Of course healthcare is business. Every entity wants to make money. It's what makes the wheels go round. It's what pays your paycheck. If a hospital was not profitable, you wouldn't have a job.

As far as "customer satisfaction" - there is quite a bit of research correlating happy customers/patients with better compliance with treatment plans, regular care, and improved patient outcomes. So it's not all BS.

Healthcare is great business to own.

You can go to a hospital or Emergency Room and spend a day or week and come out with a bill that is the same price of a house.

Then you can usually negotiate bill down by about 50 to 90%. Hospital wants people with insurance.

When was the last time you heard a Insurance company or a major Hospital chain go out of business.

Around ten years ago, the big Catholic hospital in the midwestern city I was in at the time went out of business -- they were trying to do the right thing and focus on client and staff needs and wellbeing (as they had for decades) instead of focusing on money. Their model became increasingly unsustainable over time. Toward the end, they desperately tried to find another hospital that would merge with them or take them over in order for them to be able to keep operating, couldn't find any other hospital system in the area that would help (even the Catholic hospital system in the next city over), and had to just shut down. It was v. sad.

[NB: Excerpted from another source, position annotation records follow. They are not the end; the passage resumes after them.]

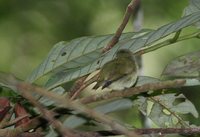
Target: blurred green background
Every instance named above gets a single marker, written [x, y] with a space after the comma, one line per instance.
[30, 28]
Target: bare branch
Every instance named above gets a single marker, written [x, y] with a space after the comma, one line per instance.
[135, 90]
[129, 11]
[148, 131]
[27, 89]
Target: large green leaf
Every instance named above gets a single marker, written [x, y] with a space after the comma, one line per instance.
[133, 44]
[194, 6]
[75, 54]
[117, 105]
[164, 110]
[184, 66]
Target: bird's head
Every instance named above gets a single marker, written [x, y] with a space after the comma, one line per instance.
[124, 53]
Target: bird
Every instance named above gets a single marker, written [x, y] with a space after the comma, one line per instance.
[119, 73]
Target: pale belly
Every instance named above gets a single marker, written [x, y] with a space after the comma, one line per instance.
[125, 82]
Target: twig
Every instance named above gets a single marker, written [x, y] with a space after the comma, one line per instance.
[148, 131]
[79, 85]
[167, 42]
[135, 90]
[129, 11]
[65, 132]
[26, 89]
[20, 129]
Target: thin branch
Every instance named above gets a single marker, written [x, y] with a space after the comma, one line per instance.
[129, 11]
[26, 89]
[65, 132]
[135, 90]
[148, 131]
[79, 84]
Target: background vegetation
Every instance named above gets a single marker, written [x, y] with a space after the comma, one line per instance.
[29, 29]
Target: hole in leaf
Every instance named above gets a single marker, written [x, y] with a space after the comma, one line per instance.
[63, 54]
[178, 101]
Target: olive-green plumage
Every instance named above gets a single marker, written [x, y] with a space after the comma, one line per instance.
[119, 73]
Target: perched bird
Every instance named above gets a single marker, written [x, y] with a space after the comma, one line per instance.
[119, 73]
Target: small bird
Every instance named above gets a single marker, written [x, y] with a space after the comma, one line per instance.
[119, 73]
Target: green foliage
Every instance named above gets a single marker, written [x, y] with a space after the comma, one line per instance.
[163, 111]
[74, 59]
[68, 61]
[185, 66]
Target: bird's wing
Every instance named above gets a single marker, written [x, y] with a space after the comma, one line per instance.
[113, 71]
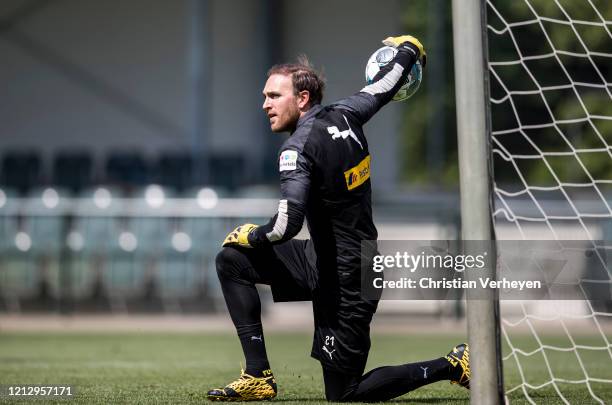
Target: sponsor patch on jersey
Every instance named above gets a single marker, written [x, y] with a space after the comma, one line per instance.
[356, 176]
[288, 160]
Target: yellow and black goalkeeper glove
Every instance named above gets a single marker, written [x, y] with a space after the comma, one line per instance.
[397, 41]
[239, 236]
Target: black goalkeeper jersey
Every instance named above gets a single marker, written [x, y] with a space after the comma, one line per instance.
[325, 169]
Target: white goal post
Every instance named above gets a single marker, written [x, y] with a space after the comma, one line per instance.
[535, 160]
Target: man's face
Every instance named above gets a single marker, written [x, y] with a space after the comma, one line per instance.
[280, 103]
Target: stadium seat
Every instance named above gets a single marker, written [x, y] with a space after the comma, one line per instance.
[73, 170]
[127, 169]
[227, 170]
[175, 170]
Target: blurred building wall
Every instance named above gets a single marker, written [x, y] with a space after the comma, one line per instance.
[111, 75]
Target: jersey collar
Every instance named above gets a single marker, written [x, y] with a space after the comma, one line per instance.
[307, 116]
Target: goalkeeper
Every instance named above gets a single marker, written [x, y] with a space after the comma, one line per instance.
[325, 176]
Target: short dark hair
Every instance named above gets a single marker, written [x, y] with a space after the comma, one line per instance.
[303, 76]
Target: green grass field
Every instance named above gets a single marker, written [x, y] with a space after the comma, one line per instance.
[179, 368]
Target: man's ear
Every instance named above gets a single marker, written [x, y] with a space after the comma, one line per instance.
[303, 100]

The hospitals that weren't focused on finances and maximizing revenues have had to become so just in order to survive.

I was in nursing school in the early 1980s when you first started hearing the talk about how "healthcare is a business, running a hospital is no different than selling washing machines," and the business people started moving into hospitals (before that, hospitals were run by physicians and nurses -- many of whom, I hasten to point out, were lousy business people and administrators and ran their hospitals v. poorly).

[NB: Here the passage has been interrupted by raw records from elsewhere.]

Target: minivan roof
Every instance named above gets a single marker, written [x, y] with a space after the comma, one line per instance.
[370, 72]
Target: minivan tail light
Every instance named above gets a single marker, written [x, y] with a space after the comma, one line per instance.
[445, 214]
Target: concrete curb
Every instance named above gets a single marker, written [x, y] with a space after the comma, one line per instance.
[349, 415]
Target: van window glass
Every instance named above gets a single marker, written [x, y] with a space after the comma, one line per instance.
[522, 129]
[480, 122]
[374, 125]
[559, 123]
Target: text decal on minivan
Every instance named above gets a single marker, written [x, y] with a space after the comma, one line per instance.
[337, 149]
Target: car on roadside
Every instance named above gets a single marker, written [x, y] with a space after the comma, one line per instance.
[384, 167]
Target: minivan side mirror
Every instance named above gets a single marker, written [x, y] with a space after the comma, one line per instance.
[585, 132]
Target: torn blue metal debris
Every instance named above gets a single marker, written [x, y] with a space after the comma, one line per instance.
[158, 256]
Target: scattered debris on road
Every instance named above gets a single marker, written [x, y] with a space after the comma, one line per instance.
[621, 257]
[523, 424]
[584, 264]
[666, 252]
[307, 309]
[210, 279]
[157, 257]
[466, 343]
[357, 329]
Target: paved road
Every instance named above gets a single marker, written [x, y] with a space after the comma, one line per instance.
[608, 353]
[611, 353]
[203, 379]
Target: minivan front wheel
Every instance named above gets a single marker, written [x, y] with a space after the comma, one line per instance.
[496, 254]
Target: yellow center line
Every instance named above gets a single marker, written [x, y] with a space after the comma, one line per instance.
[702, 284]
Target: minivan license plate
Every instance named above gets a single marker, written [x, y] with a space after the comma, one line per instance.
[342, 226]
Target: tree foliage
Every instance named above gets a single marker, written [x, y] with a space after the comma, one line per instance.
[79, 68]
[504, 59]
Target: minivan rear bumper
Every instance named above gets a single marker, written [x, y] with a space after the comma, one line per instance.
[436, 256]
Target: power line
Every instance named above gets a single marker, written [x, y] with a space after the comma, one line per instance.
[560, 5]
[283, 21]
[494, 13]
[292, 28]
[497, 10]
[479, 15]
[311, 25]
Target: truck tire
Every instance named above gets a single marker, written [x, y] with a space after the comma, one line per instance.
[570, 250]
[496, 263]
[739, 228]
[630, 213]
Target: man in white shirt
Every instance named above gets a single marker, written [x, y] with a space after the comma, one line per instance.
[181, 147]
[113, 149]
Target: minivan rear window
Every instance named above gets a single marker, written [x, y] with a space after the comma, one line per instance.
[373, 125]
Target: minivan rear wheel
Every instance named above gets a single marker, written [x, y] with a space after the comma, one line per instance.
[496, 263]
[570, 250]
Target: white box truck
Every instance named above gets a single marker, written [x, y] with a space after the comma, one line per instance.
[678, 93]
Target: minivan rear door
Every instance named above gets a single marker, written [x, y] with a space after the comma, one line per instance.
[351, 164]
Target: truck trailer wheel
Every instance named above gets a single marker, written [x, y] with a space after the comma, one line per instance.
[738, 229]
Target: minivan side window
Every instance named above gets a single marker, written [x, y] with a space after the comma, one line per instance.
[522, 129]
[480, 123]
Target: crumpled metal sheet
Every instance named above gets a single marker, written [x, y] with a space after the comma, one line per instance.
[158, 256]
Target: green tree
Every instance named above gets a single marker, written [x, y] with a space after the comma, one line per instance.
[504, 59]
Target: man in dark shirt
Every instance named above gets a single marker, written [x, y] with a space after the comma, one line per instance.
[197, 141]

Healthcare has been running this way, with the focus on the bottom financial line, and for-profit insurance companies have been calling the shots, for decades now and the general public seems to be okay with that (although we were certainly never asked if that's a system we want). Nothing's going to change unless the public rises up in large numbers and objects to the current system, and might not change even if that happened.

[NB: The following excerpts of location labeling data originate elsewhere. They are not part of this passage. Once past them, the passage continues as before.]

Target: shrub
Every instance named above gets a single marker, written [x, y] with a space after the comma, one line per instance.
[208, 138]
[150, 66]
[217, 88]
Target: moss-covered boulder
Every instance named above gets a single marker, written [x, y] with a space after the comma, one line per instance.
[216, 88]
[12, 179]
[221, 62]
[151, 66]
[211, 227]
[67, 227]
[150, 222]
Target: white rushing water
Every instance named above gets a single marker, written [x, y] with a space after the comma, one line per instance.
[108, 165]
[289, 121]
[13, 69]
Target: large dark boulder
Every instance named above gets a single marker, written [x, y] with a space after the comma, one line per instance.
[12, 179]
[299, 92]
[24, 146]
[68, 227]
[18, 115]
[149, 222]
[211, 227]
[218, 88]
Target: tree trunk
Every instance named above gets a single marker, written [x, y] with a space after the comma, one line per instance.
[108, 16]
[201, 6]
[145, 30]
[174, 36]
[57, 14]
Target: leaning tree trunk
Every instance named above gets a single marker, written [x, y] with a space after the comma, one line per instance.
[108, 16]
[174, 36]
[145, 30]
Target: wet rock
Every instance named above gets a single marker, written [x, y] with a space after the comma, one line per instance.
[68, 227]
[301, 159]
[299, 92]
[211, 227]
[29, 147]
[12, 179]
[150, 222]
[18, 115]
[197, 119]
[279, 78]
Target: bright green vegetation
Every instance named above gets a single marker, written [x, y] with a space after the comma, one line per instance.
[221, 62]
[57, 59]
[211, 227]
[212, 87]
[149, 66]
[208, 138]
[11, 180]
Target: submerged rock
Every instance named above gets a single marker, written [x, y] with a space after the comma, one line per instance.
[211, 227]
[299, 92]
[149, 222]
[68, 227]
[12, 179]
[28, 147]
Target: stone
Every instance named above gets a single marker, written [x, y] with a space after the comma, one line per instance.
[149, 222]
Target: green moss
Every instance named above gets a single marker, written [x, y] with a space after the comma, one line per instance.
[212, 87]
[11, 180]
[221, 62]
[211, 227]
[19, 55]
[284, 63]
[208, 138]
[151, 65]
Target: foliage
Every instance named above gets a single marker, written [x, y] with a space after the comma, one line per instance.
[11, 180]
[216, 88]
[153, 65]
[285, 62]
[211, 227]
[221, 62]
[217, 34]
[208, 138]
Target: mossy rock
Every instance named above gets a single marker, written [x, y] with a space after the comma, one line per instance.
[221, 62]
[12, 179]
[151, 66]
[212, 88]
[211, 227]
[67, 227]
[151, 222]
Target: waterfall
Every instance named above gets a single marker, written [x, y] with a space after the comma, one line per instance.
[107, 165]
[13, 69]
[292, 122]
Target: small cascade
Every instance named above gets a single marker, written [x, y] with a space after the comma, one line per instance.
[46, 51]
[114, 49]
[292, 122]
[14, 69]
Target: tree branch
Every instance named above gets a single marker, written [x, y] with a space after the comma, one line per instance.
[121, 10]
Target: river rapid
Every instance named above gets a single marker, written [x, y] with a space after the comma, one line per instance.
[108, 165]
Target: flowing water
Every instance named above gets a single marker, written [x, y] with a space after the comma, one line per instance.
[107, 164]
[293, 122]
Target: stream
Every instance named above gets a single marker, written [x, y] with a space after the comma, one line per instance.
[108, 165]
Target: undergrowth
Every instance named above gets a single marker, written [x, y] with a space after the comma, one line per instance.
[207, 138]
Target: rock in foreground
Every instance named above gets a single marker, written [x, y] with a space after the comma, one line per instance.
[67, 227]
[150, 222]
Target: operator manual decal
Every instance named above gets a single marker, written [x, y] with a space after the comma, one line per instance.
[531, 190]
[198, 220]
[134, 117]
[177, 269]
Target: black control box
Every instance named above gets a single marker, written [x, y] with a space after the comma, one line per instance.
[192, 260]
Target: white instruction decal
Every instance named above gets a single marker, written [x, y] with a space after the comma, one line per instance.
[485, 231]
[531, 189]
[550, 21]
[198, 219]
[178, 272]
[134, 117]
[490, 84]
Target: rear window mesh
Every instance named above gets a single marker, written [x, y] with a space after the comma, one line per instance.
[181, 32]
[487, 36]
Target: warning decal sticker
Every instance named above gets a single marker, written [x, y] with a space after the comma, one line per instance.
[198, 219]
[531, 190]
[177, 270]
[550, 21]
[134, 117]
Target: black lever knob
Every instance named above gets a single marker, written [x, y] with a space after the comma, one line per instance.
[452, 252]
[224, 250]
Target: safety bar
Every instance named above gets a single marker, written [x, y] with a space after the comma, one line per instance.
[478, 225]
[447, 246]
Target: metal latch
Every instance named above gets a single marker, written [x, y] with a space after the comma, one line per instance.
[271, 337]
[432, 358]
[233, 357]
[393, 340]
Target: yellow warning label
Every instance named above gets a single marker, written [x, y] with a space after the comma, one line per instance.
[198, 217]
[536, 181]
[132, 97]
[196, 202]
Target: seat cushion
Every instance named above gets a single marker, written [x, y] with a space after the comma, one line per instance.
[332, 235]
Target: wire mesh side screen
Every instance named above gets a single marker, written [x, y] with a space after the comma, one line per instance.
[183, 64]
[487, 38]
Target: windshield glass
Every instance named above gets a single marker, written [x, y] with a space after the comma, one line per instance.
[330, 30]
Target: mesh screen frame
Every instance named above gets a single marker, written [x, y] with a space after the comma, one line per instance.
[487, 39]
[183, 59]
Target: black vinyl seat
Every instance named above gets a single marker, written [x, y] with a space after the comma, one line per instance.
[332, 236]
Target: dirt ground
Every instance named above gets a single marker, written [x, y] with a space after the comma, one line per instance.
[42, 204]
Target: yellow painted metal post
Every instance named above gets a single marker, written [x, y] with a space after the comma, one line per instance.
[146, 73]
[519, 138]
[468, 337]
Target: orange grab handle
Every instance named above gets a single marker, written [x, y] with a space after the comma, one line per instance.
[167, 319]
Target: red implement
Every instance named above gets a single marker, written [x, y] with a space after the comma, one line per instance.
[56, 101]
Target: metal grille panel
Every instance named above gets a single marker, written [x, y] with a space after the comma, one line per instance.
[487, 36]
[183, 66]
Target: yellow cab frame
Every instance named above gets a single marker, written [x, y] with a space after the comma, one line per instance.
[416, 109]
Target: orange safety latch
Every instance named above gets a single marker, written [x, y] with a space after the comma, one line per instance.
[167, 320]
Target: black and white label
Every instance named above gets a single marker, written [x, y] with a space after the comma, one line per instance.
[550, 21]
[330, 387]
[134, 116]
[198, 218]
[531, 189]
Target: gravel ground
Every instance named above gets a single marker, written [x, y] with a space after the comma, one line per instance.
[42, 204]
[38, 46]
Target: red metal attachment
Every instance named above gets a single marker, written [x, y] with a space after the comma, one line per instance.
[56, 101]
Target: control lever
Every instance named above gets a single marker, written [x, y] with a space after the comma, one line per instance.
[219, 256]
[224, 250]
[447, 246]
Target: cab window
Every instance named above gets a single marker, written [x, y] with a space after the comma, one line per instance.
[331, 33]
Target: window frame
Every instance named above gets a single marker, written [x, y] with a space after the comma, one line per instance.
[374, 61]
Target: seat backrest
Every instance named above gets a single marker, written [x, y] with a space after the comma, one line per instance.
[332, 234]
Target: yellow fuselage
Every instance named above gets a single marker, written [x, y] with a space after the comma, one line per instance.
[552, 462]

Specializes in OB-Gyn/Primary Care/Ambulatory Leadership.

As long as the US remains a capitalist nation, with a capitalist healthcare system, things won't change.

Socalized medicine is what it's all about.

I've felt that way for 20 years. It is not going to get better, it will get worse.Nurses are the low rung provider of health care.We are not viewed as professionals by the big boys in the penthouse, we are viewed as mules.

In my case, I defected... I work for an insurance company.

Wish we could make the big boys see this a couple hundred times.

The Value of Nurses.

Unfortunately, it's all about the money, honey--it's the American way! I find it disheartening, too, but I just keep trudging along, trying to deliver quality health care with some remnant of the TLC nurses are so famous for. When healthcare is run as a business, the name of the game is efficiency, not wellness or compassion; nurses are providers of a commodity, and the idea is to make money from that commodity, which is not just the technical skill of your dressing application or IV piggy-backing but the whole of your person--your compassion, your smile, your steadying hand, your experienced eye, everything you have learned and everything that you are. Suffice it to say that nurses are the best buy in the American healthcare system. We are awesome! Keep reminding yourself that!